Hi Jason, My husband is rearranging his work schedule to pick up the children, so I can leave early to make the 2 1/2 hour drive to Melbourne to be a speaker on the evening. I have no interest in making these efforts in the absence of anticipation of successful transfer of information on the topic. I don’t know what the other speakers from the other side intend. Looking forward to seeing you again.
Madeleine
My comments are just based on past experience and the findings of academic literature. As I said I hope I am wrong and it is a vigorous and rational discussion
What academic literature formed the basis for your comments above?
Madeline
re: papers. There are loads, some of which are talked about in previous TechNyou blog posts. There are two below, but I will reply to you offline with a more detailed response.
http://technyou.edu.au/2010/07/natural-bias-and-proof-that-science-is-broken/#comment-1097
http://technyou.edu.au/2010/09/facts-take-back-seat-in-science-controversy/
Though I am not in total agreement with the conclusions drawn in this paper.
Jason
TechNyou
So Jason, in your view, was it a ‘he said she said’ debate? Did the discussion move on at all?
Hard to know as I needed to chat more with the audience before I could even get an insight let alone say anything definitive. As it turns out the people around me were there because they were friends of the organisers and weren’t particularly interested in the topic. The panel was definitely he says-she says, but it was a debate and that is what is supposed to happen. I did note that you said hello to fellow MADGErs in the audience, so you might be able to find out their thoughts: did they trust David Tribe as a reliable source, did they think anything he said had merit or value and was worth investigating or did they reject it simply because it was supportive of GM? Were they prepared to have their views challenged? The only person I knew there that arrived as a definite pro- was Albert Langer and I am pretty sure his views didn’t change, not that this is about changing people’s minds. Hopefully it makes them think and be more able to critique or critically evaluate information. I am unsure how to get info from other audience members. To know for sure if my theory holds, one would need to do a proper evaluation of the audience pre- and post-event and then have a more qualitative chat with some of them. Until then I am only speculating. Even then, it is a small audience on a specific topic, so how much you could extrapolate from that I am unsure.
Jason
TechNyou
And re: discussion moving on – no. The same stuff was still being debated.
Jason
TechNyou
There were three MADGE’s that I knew of – I’d met two before, and there was a friend of Jessica’s.

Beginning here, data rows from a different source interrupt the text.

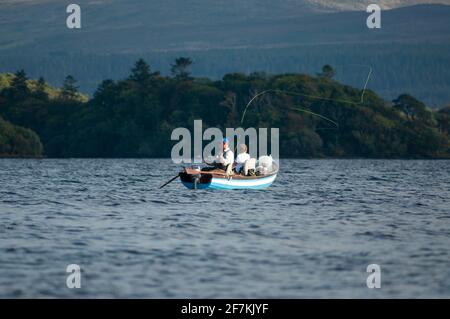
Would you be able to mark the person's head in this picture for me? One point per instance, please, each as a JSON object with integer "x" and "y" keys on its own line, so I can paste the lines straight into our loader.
{"x": 225, "y": 143}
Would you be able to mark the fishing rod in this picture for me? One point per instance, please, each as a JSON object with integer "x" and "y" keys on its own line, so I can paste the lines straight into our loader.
{"x": 277, "y": 91}
{"x": 170, "y": 181}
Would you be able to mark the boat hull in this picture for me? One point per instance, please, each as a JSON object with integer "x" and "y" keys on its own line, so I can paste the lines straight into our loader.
{"x": 232, "y": 183}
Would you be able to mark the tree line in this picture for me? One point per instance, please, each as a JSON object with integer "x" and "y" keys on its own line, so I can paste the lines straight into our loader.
{"x": 134, "y": 117}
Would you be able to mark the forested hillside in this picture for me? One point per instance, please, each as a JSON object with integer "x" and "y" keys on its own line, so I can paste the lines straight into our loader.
{"x": 411, "y": 52}
{"x": 134, "y": 117}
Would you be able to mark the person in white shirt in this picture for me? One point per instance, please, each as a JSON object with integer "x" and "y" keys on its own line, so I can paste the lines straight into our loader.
{"x": 241, "y": 158}
{"x": 227, "y": 157}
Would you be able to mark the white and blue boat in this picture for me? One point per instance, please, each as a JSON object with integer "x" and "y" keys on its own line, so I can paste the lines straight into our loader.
{"x": 217, "y": 179}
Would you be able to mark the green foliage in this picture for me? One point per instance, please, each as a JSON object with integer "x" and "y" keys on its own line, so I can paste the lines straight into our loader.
{"x": 17, "y": 141}
{"x": 134, "y": 117}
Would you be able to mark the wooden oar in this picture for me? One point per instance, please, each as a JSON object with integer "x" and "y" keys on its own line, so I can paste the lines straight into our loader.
{"x": 170, "y": 181}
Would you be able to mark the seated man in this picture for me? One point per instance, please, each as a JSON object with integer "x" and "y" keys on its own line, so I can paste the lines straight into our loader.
{"x": 226, "y": 158}
{"x": 241, "y": 158}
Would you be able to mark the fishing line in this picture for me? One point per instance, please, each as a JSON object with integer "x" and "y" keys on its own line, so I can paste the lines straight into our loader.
{"x": 277, "y": 91}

There was a table of pro-GM Uni people at the back. I saw the MADGEs respond to David Tribe on commonsense comments, and the MADGE I knew reported that the pro-GM’s responded thoughtfully on a couple of our comments. I think everyone probably left with more information to think about. I haven’t had time to reflect but I don’t know if such a forum is an appropriate place to put across info. There were a lot of promotions from the other side that I had no opportunity to answer – a lot on vitamin A, on Gates, on Indian cotton, on grain fed animals and consequent out of balance o3:o6.
I thought the most interesting insight is that MADGE people were more concerned about me putting stuff on my blog that might help Monsanto than finding the whole truth about the issue. The criterion should be is it the truth and the whole truth. And as far as vitamin A rice, we have still to see any realistic assessment from anti-GM groups about how useful the Golden rice rice might be. The estimates mentioned by MADGE at this discussion evening are wrong by a factor of 5. If they get these estimates so wrong how can they claim to be demystifying the issue? One mistake is to assume the recommended daily allowance is needed to get a benefit, when this has safety margins built in, and a much lower quantity could stop ill-health. MADGE seem to be missing a lot of the Golden Rice story.